My Interests, As Reverse Engineered by Amazon.com

According to Amazon.com’s reverse engineering of my purchases, here are my interests:

Accounting, Asia, Biology, Chaos & Systems, Cognitive Psychology, Communism & Socialism, Consciousness & Thought, Economic Conditions, Economic History, Economic Policy & Development, Epistemology, Ethics, Finance, Government, Greek & Roman, History & Surveys, History & Theory, Holocaust, Intelligence, Intelligence Agencies, International Relations, International Security, Investments & Securities, Japan, Logic, Marxism, Military & Spies, Military Science, Modern, Napoleon, Naval, Nonfiction, Nuclear, Philosophy, Physics, Political, Political History, Political Ideologies, Presidents & Heads of State, Public Policy, Purple Politics, Relations, Russia, Social Theory, Sociology, Statistics, Strategy, Theory, World War I

That reads about right.

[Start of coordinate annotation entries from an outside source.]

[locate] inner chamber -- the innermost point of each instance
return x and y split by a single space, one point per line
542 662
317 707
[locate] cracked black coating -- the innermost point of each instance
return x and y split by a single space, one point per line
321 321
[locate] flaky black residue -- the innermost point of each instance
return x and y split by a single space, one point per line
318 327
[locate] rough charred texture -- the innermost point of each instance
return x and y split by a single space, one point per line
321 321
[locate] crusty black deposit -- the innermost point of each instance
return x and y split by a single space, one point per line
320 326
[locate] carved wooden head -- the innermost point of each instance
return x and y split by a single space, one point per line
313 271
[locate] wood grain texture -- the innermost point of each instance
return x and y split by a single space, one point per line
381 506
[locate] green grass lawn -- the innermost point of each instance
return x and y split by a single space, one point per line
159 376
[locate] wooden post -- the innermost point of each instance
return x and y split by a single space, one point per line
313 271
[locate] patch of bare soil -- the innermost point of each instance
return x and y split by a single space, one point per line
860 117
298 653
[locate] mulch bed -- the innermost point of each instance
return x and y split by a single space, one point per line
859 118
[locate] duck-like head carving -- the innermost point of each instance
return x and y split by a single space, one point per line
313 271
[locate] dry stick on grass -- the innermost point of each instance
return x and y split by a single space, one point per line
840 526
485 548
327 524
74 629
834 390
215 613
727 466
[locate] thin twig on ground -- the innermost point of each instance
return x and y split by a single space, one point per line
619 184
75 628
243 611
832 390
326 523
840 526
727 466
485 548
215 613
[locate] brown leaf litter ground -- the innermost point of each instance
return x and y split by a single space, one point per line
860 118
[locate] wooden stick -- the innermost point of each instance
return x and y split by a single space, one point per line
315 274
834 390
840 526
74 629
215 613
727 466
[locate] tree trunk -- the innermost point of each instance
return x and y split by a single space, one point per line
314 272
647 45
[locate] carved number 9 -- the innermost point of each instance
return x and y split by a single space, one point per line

I could quibble about some omissions, e.g. where’s Europe. That being said, why do Amazon’s recommendations suck so much? How is it that I can routinely go into a bookstore and find, not obscurely hidden in a lesser-trafficked corner, but prominently displayed, some work of exceptional interest to me, but that Amazon hasn’t recommended? And the heavily cut tracks! I find that I have an occasional interest in, say, the U.S. Civil War, but that I refrain from adding a Civil War title to my wish list because the Civil War is such an overdone cottage industry: if you add a single Civil War title, next thing you know every new volume by every small-town antiquarian, about every two-bit local general is going to be recommended.

Update, 5 April 2008: And what the hell is “Purple Politics”? Everything listed under that category seems perfectly respectable, but when I hear “purple politics” I think of Jessica Cutler’s The Washingtonienne, the Starr Report or the tabloids on Nicolas Sarkozy and Carla Bruni.